Even though the Privacy Act was meant to increase government transparency, it contains many exceptions and loopholes.
For example, nongovernment entities, like email and phone providers and app developers are barely restricted when it comes to information collection. They are legally required to disclose in privacy agreements the information they collect (yes, those long, size five-font agreements that very few people bother to read), but that’s about as far as regulation goes. Further, these companies are required to provide government agencies with these user records whenever requested, leaving virtually no choice.
That’s why privacy advocates like Amie Stepanovich encourage companies to only collect information completely pertinent to the functioning of the business.
Stepanovich is senior policy counsel at Access Now, an international digital rights organization.
Stepanovich also urges further safeguards for personal privacy, such as encrypting emails, turning off smartphone app location services and creating secure passwords for online accounts. While these precautions–ranging from simple to very skillful–can certainly aid in Internet security, there’s no surefire way to be anonymous online.

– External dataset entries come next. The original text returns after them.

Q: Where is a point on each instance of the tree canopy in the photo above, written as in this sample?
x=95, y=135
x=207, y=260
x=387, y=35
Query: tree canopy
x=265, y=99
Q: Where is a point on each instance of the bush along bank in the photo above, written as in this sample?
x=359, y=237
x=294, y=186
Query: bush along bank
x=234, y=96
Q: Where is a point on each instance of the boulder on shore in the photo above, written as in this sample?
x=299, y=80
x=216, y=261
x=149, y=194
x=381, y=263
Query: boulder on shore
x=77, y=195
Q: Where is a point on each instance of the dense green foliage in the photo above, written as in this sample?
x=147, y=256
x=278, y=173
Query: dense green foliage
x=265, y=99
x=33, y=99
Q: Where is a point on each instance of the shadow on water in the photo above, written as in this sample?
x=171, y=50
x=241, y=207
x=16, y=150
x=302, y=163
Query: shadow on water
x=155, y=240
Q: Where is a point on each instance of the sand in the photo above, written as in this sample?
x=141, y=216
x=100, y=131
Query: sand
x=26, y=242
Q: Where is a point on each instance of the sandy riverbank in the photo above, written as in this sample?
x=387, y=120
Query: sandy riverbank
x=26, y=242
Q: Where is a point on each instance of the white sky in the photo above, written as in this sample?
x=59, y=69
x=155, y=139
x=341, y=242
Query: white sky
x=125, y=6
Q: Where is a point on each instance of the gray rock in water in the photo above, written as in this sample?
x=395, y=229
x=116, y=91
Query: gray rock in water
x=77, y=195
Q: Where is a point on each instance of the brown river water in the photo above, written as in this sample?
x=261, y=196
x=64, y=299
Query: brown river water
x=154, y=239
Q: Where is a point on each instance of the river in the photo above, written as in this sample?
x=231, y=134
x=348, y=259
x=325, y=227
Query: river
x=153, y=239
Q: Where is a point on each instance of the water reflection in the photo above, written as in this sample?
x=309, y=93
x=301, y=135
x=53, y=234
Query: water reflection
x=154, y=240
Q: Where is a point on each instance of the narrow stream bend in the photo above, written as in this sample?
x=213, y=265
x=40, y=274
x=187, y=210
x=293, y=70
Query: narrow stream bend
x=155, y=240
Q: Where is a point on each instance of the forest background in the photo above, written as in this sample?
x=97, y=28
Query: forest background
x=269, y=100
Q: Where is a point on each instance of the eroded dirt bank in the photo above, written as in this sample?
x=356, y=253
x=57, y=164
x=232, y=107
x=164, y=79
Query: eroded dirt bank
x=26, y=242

Privacy professionals know that it’s impossible to function in 21st century society without being active online. They also know that, though it means being tracked, keeping location services turned on for some apps can make life easier and, honestly, more fun. Who wants to carry around–and decipher– a map when a GPS provides voice activated turn-by-turn directions? Similarly, think about apps like Starbucks’ that send alerts and coupons every time you’re near a store.
We’re okay with giving Starbucks our location, and maybe even letting Google track our searches, if it means we’ll be notified of sales. But when did we consent to give our purchase histories to credit companies, address histories to data aggregation companies, or travel habits and telephone records to the government?

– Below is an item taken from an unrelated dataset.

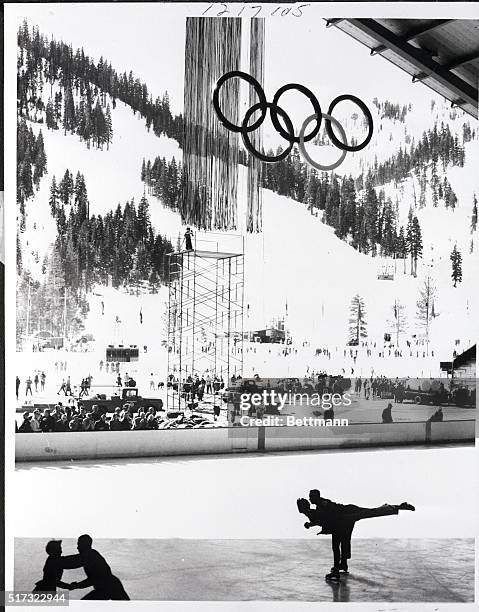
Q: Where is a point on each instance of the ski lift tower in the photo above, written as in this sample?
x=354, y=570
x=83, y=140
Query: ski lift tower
x=205, y=317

Americans have mixed feelings about digital surveillance. Many are willing to sacrifice some privacy in exchange for stronger national security. Wouldn’t we all rather the government use cyber tracking to identify and stop terrorists through before they attack?
But specifically after the Snowden leaks, many Americans have become skeptical of the government’s digital surveillance. The Pew Research poll found that 80 percent of adults believe Americans should be concerned about the government monitoring their phone and Internet activity.
Even more are concerned with company surveillance. That same poll showed that 91 percent of adults “agree” or “strongly agree” that consumers have lost control over how companies collect and use their personal information.
While 61 percent said they would “like to do more” to protect their anonymity online, 76 percent consider that a difficult feat.
Others don’t find any reason for online anonymity.
The “I have nothing to hide” argument is a popular one. But critics say no one wants their entire life exposed, no matter how “good” of a person they are.
Too much privacy may enable corrupt behavior. Too little privacy may bring Orwell’s Big Brother to reality. People act differently when they know they’re being watched, and Americans are being watched now more than ever before.
In 1999, SUN Microsystems CEO and founder Scott McNealy famously said, “You have zero privacy anyway. Get over it.” We may be moving that way.